When your Zipper is down……( a short story)

When you initially discover your zipper is down, you go into a quiet but major panic, you immediately  spin around and with one life saving pull its up.

Then you go into a major state of paranoia  wondering  how many people have seen your fruit of the looms.   A thin piece of fabric separates you from some morals charge.  Boxers are especially tricky, there are no flaps nothing and depending on the whim of the fabric your goodies could be out for the world to see. ( unless there is a strong chilly wind a blowin)

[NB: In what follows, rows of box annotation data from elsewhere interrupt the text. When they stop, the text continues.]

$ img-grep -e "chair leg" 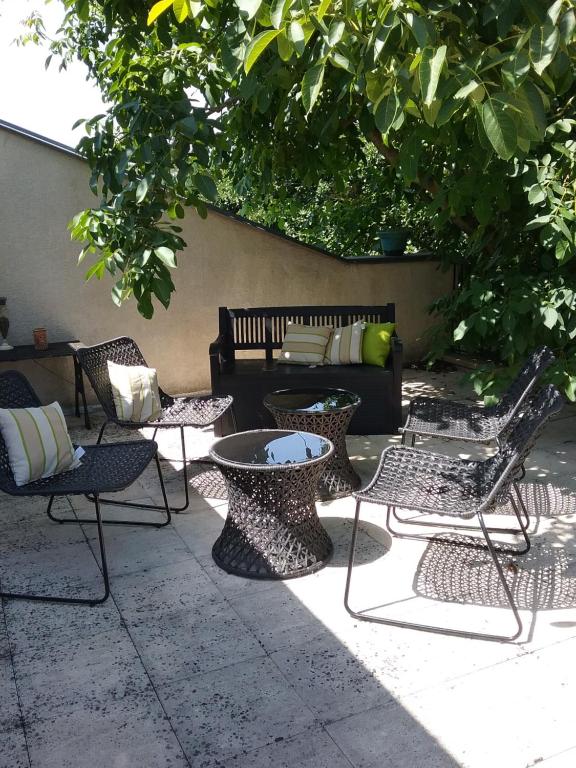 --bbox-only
[388,493,530,544]
[344,500,522,642]
[0,496,110,605]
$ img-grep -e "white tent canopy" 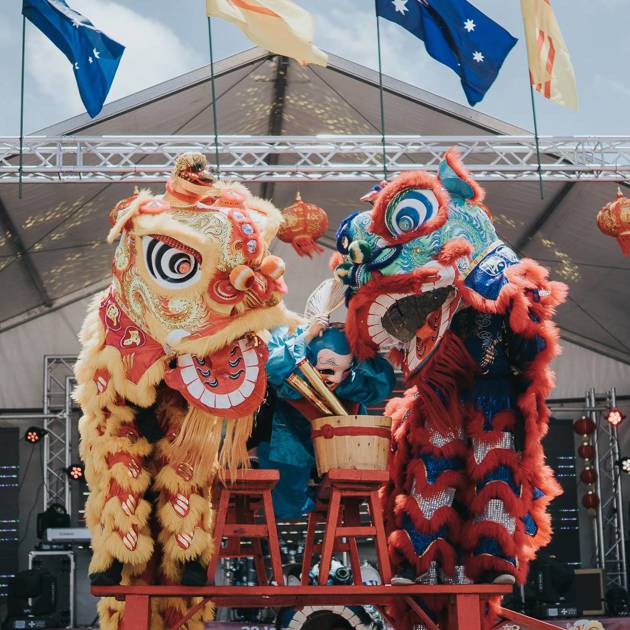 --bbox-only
[0,49,630,407]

I was once onstage with the zipper down…saved by the modesty flap.  No one warned me before I spoke, a lot of men will do the zip motion(we look out for each other that way)…..but not that night. Some of the 1200 hundred people weren’t moved by my speech, they were fixated on the crouch of the man behind the plexiglass(or door number three-major WOW factor!)

After the discovery I didn’t want to mingle, I wanted a distructive earthquake.    I do remember one older lady who kept zipping her mouth.   I thought she thought, my speech was too long……  I now realize in her own way she was telling me to zip up.  In the future  I hope she remembers our zippers are vertical, VERTICAL!




  1. haha! I was alerted to my skirt zipper being down (at the back of my skirt, so how should I have known?) this morning by a lady waiting at the traffic lights with me. I wish she had mentioned it once we were both on the other side of the road already. Ten seconds waiting for the green man have never seemed so long! Mortified!